Coenzyme Q10 and cardiovascular disease: a review. 2002
It appears that levels of coenzyme Q10 are decreased during therapy with HMG-CoA reductase inhibitors, gemfibrozil, Adriamycin, and certain beta blockers.
Mevalonic acid products as mediators of cell proliferation in simian virus 40-transformed 3T3 cells. 1987
- Effects of treatment with serum-free medium and 25-hydroxycholesterol (25-OH) on the cell cycle of simian virus 40-transformed 3T3 fibroblasts, designated SV-3T3 cells, were studied and compared with simultaneous effects on the activity of 3-hydroxy-3-methylglutaryl (HMG) CoA reductase and incorporation of [3H]mevalonic acid into cholesterol, Coenzyme Q, and dolichol.
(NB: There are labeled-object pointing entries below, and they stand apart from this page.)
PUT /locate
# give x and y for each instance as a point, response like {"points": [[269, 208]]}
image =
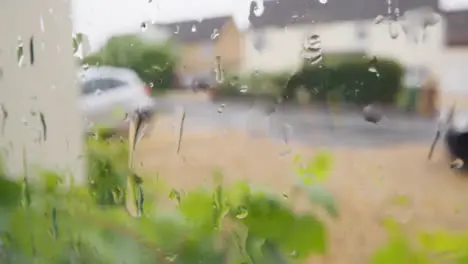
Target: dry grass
{"points": [[364, 182]]}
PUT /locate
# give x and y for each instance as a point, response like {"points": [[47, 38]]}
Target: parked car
{"points": [[109, 95]]}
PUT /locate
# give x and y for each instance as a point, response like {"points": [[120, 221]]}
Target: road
{"points": [[312, 126]]}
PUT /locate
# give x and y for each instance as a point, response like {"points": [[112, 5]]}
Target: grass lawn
{"points": [[369, 184]]}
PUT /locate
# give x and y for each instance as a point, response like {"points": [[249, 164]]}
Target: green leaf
{"points": [[197, 207], [319, 195], [10, 193], [320, 166]]}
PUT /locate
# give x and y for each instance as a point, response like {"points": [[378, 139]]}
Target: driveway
{"points": [[312, 126]]}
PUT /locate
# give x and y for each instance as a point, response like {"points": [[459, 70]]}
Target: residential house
{"points": [[200, 42], [277, 36]]}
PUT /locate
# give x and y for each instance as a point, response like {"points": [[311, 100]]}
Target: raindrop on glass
{"points": [[379, 19], [258, 8], [41, 23], [219, 70], [215, 34], [393, 29], [244, 88], [221, 108], [143, 26], [312, 50], [20, 52]]}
The data confirm our previous finding (O. Larsson and A. Zetterberg, Cancer Res., 46: 1233-1239, 1986) that 25-OH inhibits the cell cycle traverse of SV-3T3 cells specifically in early G1. In contrast, treatment with serum-free medium had no effect on cell cycle progression. The effect of 25-OH on the cell cycle traverse was correlated to a substantial decrease in the activity of HMG CoA reductase, whereas there was no change in the rate of [3H]mevalonic acid incorporated into cholesterol, Coenzyme Q, and dolichol. When the cells were exposed to serum-free medium, there was no depression of activity of HMG CoA reductase, and the rate of [3H]mevalonic acid incorporated into dolichol and cholesterol was not affected in any appreciable degree. In contrast the rate of Coenzyme Q synthesis was substantially decreased as a result of serum depletion (iron depletion?). A similar decrease in Coenzyme Q synthesis was also achieved by treating the cells with cholesterol-poor serum. This indicates that the rate of Coenzyme Q synthesis is dependent on the concentration of cholesterol in the culture medium. In order to analyze whether some of the products in the mevalonic acid biosynthetic pathway may be of importance in the control of G1 traverse and cell proliferation of SV-3T3 cells, cholesterol, Coenzyme Q, and dolichol were added as supplements to cells treated with 25-OH. It was shown that dolichol was capable of overcoming the 25-OH-induced inhibition of G1 traverse efficiently, whereas cholesterol and Coenzyme Q were considerably less effective. Considered together with the fact that the activity of HMG CoA reductase and incorporation of mevalonic acid into dolichol were unaffected following serum-free treatment, the results suggest that maintenance of a certain level of de novo synthesis of dolichol may contribute to the capability of SV-3T3 cells to proliferate in serum-free medium.